水对加速碳酸化的影响：对生产可持续建筑材料的影响

建筑行业在减少二氧化碳排放方面一直面临着巨大挑战。因此，加速碳化技术因其在改善建筑材料性能的同时，还能将二氧化碳重新与建筑材料结合的能力而引起了爆炸性的关注。水是碳化过程中的一个决定性因素，因为它是气态二氧化碳和固态前体反应的桥梁，根据碳化过程中水的含量，已经开发出三种不同的碳化方法。本文揭示了水在几种平行的碳化机制中的具体作用，然后通过回顾和比较干法、半湿法和湿法碳化后水泥基材料和钙基固体废弃物的效率、矿物学和微观结构的变化，建立了对水的影响的整体认识。重点介绍了在不同水量条件下固相溶解、碳酸钙沉淀和再结晶、硅酸铝聚合、微观结构重建、孔隙结构演变、比表面积发展等方面的差异。此外，还总结和讨论了基于不同含水量的改良碳化技术。总之，了解水对碳化的影响有助于高效生产可持续建筑材料，并最大限度地减少二氧化碳排放。

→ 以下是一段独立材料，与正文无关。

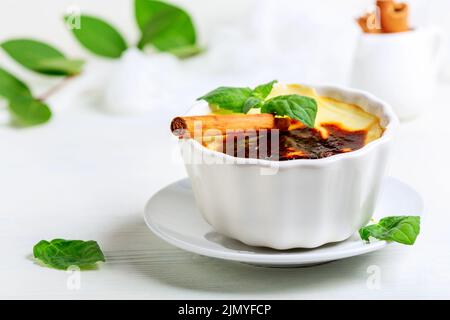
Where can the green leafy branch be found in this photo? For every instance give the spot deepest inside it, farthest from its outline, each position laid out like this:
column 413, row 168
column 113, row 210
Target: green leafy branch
column 25, row 108
column 165, row 27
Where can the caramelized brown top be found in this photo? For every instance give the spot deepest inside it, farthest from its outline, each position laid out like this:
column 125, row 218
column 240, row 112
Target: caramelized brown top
column 302, row 143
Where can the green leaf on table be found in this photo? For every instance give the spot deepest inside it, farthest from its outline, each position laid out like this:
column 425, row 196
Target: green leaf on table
column 250, row 103
column 27, row 111
column 186, row 52
column 61, row 254
column 11, row 87
column 294, row 106
column 41, row 57
column 263, row 90
column 401, row 229
column 99, row 37
column 70, row 66
column 230, row 98
column 165, row 26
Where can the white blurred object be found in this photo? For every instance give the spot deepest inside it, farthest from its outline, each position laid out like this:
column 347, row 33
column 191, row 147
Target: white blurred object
column 141, row 82
column 308, row 41
column 400, row 68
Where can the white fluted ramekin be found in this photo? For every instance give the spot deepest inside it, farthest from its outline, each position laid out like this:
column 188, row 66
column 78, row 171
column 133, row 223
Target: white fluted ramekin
column 301, row 203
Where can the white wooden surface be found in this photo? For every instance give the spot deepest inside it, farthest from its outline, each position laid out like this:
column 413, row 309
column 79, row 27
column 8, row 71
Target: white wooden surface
column 87, row 175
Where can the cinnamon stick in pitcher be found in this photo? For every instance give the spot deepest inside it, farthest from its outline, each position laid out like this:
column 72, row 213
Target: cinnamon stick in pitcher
column 215, row 124
column 394, row 16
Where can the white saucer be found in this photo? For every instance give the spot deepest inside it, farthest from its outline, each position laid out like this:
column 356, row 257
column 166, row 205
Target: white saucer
column 173, row 216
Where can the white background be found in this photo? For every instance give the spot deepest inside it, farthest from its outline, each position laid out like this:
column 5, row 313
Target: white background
column 87, row 174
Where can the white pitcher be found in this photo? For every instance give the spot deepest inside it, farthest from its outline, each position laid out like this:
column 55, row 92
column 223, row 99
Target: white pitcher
column 400, row 68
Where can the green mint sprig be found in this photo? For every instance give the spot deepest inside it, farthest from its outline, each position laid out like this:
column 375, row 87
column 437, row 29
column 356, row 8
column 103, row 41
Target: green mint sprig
column 39, row 57
column 61, row 254
column 164, row 26
column 401, row 229
column 241, row 100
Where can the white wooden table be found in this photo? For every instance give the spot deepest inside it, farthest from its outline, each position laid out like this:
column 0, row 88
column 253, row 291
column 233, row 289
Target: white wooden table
column 87, row 175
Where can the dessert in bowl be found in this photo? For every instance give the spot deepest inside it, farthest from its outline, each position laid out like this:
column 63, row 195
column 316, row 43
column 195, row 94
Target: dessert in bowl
column 297, row 184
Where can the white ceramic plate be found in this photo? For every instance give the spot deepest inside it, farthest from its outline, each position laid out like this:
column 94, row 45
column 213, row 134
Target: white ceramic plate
column 173, row 216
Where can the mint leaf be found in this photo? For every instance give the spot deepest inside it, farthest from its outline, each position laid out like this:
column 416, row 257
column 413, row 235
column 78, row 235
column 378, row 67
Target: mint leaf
column 37, row 56
column 70, row 66
column 27, row 111
column 250, row 103
column 186, row 51
column 401, row 229
column 230, row 98
column 11, row 87
column 294, row 106
column 262, row 91
column 164, row 26
column 99, row 37
column 61, row 254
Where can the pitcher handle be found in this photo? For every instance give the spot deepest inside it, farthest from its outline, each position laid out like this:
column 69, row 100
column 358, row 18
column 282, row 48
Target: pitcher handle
column 438, row 47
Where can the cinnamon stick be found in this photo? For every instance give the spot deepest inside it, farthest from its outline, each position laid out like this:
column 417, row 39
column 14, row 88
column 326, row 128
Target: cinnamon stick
column 393, row 16
column 215, row 124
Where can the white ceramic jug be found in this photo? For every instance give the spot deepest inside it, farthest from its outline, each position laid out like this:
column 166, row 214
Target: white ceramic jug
column 400, row 68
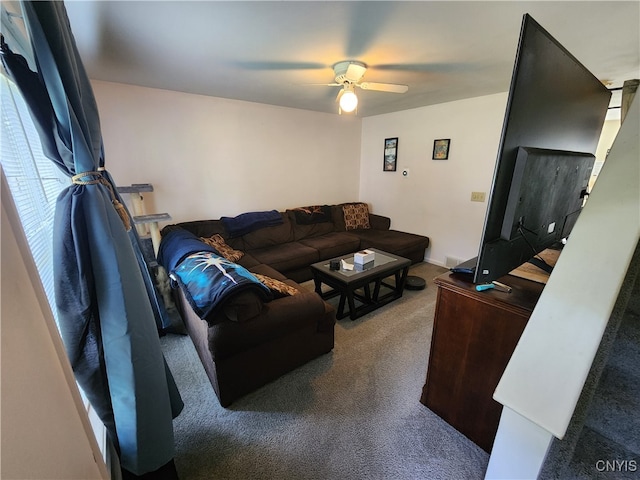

本文章由计算机程序翻译，如有差异，请以英文原文为准。

求助全文

约1分钟内获得全文求助全文

来源期刊

Cement & concrete composites 工程技术-材料科学：复合

CiteScore

18.70

自引率

11.40%

发文量

459

审稿时长

65 days

期刊介绍： Cement & concrete composites focuses on advancements in cement-concrete composite technology and the production, use, and performance of cement-based construction materials. It covers a wide range of materials, including fiber-reinforced composites, polymer composites, ferrocement, and those incorporating special aggregates or waste materials. Major themes include microstructure, material properties, testing, durability, mechanics, modeling, design, fabrication, and practical applications. The journal welcomes papers on structural behavior, field studies, repair and maintenance, serviceability, and sustainability. It aims to enhance understanding, provide a platform for unconventional materials, promote low-cost energy-saving materials, and bridge the gap between materials science, engineering, and construction. Special issues on emerging topics are also published to encourage collaboration between materials scientists, engineers, designers, and fabricators.